Objective: Cardiovascular disease (CVD) is a major cause of death worldwide, specifically in patients with chronic kidney disease (CKD). Both diseases are strongly linked together as CVD can lead to CKD and vice versa. In CKD patients the plasma concentration of uremic mediators is increased due to reduced kidney function. These increased concentrations cause numerous posttranslational modifications (PTMs) like carbamylation, guanidinylation or oxidation of proteins and peptides, which can lead to an alteration of conformation, activity or function of affected biomolecules. PTMs allocate to specific amino acids, affecting the entire proteome. Multiple studies have shown that CVD is also affected by PTMs (e.g. carbamylation of low-density lipoproteins in coronary heart disease), altering the outcome in patients. Since CVD and CKD are strongly connected, the identification and development of novel treatment options to prevent the accumulation of PTMs are crucial to improve treatment methods for both diseases. Supplementation of free amino acids might be an option to protect proteins and peptides from PTMs. Here we want to analyse the effect of specific amino acids and their capability to protect peptides from PTMs. 

Methods: Peptides like YB1, CBF, and VIF were analyzed for PTMs (carbamylation, guanidinylation and oxidation) after incubation in water (37 °C and 400 rpm) with small molecules like urea, o-methylisourea sulfate and hydrogen peroxide by mass spectrometry. Toxins were added in a concentration of 20, 100, or 500 mM. After finding optimal concentration to induce PTMs, 100 mM of amino acids lysine, serin, or cysteine were added before the incubation.

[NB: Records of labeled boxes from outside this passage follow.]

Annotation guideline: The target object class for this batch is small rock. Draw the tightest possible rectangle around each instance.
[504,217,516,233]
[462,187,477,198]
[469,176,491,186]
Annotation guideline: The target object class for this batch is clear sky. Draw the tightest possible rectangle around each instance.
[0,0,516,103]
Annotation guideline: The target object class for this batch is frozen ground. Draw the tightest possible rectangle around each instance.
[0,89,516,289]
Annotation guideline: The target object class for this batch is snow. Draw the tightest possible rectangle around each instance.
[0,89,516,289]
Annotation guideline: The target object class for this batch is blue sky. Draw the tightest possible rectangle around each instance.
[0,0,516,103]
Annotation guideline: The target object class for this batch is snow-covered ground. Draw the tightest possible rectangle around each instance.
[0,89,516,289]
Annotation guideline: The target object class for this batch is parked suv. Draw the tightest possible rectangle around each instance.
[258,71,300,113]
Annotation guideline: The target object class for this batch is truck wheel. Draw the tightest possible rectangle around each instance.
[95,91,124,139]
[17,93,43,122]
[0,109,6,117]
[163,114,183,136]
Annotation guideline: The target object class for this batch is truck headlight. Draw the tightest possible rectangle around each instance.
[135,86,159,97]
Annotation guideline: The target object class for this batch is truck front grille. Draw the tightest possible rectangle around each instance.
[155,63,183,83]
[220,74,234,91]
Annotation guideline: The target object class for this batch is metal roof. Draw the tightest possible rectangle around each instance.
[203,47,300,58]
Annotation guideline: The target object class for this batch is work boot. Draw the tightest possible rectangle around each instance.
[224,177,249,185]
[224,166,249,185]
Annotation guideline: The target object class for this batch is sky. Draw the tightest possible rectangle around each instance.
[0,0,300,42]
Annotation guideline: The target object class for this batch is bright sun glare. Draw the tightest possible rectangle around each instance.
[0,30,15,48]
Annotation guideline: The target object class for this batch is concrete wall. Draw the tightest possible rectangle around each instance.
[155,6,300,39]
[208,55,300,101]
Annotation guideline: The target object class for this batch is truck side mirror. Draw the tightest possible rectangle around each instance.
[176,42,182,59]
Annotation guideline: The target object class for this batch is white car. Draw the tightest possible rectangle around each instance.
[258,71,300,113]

Results: After incubation with urea, YB1 and VIF showed an additional signal in mass spectrometry (m/z + 43) caused by carbamylation of the peptides. Supplementation of lysine and cysteine was able to fully protect YB1 from carbamylation after 24 h of incubation, while with serine 10 % of YB1 was still carbamylated. Incubation with o-methylisourea sulfate for 24 h led to single (m/z + 42) and double (m/z + 84) guanidinylation of YB1 and CBF, while VIF showed guanidinylation at two positions. Serine protected 80-90 %, lysine 90-95 % and cysteine 100 % of the peptides from guanidinylation after 24 h of incubation. Lastly, after incubation with hydrogen peroxide 10 % of YB1 was oxidized, but CBF and VIF were compelte oxidized within 24 h. YB1 was protected from oxidation by supplementation of all three amino acids. However, CBF and VIF were only affected by cysteine, which protected 50 % of the peptides from oxidation.

Conclusion: Here we were able to observe carbamylation, guanidinylation and oxidation of peptides after incubation with urea, o-methylisourea sulfate and hydrogen peroxide, respectively. The degree of PTM of the peptides was amino acid sequence dependent. In the presence of free amino acids in the incubation mix, we could observe an amino acid-depending protection from PTMs, in which cysteine showed the best protective properties. These data clearly demonstrate that the mechanism of PTMs and the functional groups of amino acids influence the protective function. Ultimately, we were able to show that free amino acid supplementation showed a decrease in the accumulation of PTMs. The underlying mechanism will be further elucidated, as amino acid supplementation might be a promising therapy option to prevent PTMs in CVD and CKD to improve the outcome in patients.